What the Labour Party doesn’t do well enough yet is support local candidates and provide them with training and guidance. As MPs and Party staff, we must be actively going to local branch meetings, CLP meetings, full council meetings and town hall meetings (wherever possible) – not just in our constituencies, but across the country – and we should be identifying talented councillors and TU Brothers and Sisters who need guidance and support to be developed as the next generation of Labour MPs.
For many people within our movement, a life in frontline politics is appealing but simply not practical for financial, family of employment reasons. When we ask our candidates to give up two, three, four years of their lives, without any guarantees of winning a seat, they incur considerable cost with campaigns, travel and accommodation expenses. Whilst such factors are superficial for Tory millionaire candidates, or candidates from the well-healed middle classes, it is a significant hurdle for many prospective candidates to overcome.
So finance is a huge challenge and we need our Trade Unions to be assisting their candidates fully in conjunction with the national party, to ensure that no one who has a contribution to make to Labour is priced out of politics.
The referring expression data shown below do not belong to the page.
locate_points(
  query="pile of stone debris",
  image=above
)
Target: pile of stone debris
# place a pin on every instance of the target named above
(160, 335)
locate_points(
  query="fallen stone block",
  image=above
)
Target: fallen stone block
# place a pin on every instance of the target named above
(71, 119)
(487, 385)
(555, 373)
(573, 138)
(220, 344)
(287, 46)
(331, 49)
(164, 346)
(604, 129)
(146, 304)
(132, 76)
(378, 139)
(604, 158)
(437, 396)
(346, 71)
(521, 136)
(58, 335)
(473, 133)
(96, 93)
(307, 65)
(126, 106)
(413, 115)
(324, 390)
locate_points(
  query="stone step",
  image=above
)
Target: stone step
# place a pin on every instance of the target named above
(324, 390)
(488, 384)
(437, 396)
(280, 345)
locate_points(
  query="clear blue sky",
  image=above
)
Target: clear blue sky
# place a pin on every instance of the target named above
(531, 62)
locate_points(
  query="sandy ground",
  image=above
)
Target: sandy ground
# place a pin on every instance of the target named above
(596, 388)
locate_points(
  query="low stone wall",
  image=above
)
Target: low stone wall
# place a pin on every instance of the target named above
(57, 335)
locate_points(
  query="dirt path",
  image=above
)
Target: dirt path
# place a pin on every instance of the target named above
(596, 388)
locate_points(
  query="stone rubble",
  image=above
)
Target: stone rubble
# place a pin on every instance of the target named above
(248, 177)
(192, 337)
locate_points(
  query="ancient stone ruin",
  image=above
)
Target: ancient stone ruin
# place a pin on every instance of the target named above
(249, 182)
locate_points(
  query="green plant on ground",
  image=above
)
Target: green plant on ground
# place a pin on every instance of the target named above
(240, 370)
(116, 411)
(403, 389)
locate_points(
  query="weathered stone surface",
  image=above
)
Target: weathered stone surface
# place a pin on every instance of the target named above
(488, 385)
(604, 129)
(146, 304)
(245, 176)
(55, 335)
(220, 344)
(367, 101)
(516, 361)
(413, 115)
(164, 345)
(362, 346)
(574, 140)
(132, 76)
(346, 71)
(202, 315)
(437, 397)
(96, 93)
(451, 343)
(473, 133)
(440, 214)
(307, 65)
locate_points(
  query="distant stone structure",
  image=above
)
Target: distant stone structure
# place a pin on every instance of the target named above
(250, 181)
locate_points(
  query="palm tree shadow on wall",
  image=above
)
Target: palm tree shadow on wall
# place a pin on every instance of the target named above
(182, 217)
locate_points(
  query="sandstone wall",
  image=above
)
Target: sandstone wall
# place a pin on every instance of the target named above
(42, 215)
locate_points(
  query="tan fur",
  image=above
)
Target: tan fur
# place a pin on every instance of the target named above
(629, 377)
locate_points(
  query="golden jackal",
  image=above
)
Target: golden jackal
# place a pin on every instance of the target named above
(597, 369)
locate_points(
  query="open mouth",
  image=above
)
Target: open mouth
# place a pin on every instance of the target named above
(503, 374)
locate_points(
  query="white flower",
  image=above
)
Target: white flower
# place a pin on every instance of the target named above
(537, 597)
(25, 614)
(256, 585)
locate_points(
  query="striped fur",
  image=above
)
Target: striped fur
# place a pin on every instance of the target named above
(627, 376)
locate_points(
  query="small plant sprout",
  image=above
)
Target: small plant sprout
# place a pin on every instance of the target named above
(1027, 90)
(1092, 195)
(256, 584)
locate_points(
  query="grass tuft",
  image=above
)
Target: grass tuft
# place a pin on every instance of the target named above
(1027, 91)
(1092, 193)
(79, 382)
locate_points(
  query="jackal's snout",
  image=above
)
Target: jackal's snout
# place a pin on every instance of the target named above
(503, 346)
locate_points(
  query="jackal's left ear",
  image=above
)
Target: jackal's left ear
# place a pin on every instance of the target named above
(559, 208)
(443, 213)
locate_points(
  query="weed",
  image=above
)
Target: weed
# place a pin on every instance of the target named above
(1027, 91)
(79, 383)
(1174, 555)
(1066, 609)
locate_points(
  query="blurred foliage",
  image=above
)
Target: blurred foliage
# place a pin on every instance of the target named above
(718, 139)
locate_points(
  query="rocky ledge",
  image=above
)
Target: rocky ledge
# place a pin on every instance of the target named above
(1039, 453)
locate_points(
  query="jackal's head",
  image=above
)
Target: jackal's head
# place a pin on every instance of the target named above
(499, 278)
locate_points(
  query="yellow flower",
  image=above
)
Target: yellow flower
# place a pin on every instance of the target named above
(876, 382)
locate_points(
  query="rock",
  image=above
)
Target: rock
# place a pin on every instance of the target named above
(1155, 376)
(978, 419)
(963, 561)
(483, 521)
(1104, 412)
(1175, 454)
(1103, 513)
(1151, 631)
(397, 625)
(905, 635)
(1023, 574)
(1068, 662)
When you consider that the House of Commons library says the number of working class MPs has dropped 75 per cent to just 25 current MPs, (22 of them Labour), since Margaret Thatcher was Prime Minister, you recognise the scale of the challenge we face and the depth of disconnect.
It is not enough for the Labour Party to make the right noises about working class candidates and then expect them to just turn up at selection meetings. We need to put the party at the service of our people.
And it is a two way process. Right now, many working class people from across the country, will be disillusioned with politics and more depressingly, unaware of how they can make a difference. As councils begin the selection process for the Local Elections in May, people from all backgrounds should be encouraged to submit applications to their local party.
Labour was founded by people who chose solidarity over selfishness. We commit as members to a political ideology that believes the state and organisation can be a vehicle for good by putting in place the ladders of social mobility which allow all who choose, the chance to climb. We are still for the many, not the few and we will be all the better when our Party better reflects the movement from which we are drawn.